Quantization of the Schwarzschild black hole: a Noether symmetry approach

TL;DR

This paper applies Noether symmetry to the canonical formalism of Schwarzschild black holes, deriving classical solutions and quantizing the model, which suggests potential singularity avoidance.

Contribution

It introduces a Noether symmetry approach to quantize the Schwarzschild black hole within a canonical framework, linking classical solutions with quantum wave functions.

Findings

Classical Schwarzschild solutions derived from the $r$-Hamiltonian.

Quantization yields solutions to the Wheeler-DeWitt equation.

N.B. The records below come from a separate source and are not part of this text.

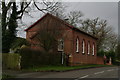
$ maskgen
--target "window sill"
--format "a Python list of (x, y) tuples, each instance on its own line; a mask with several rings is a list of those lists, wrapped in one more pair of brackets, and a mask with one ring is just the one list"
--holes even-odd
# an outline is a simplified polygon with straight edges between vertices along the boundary
[(85, 52), (82, 52), (83, 55), (85, 55)]
[(79, 53), (79, 51), (76, 51), (76, 53)]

Wave function analysis indicates possible singularity avoidance.

Abstract

We study the canonical formalism of a spherically symmetric space-time. In the context of the 3+1 decomposition with respect to the radial coordinate $r$, we set up an effective Lagrangian in which a couple of metric functions play the role of independent variables. We show that the resulting $r$-Hamiltonian yields the correct classical solutions which can be identified with the Schwarzschild black hole. The Noether symmetry of model is then investigated by utilizing the behavior of the corresponding Lagrangian under the infinitesimal generators of the desired symmetry. According to the Noether symmetry approach, we also quantize the model and show that the existence of a Noether symmetry yields a general solution to the Wheeler-DeWitt equation where exhibits a good correlation with the classical regime. We use the resulting wave function in order to (qualitative) investigate the possibility of the avoidance of classical singularities.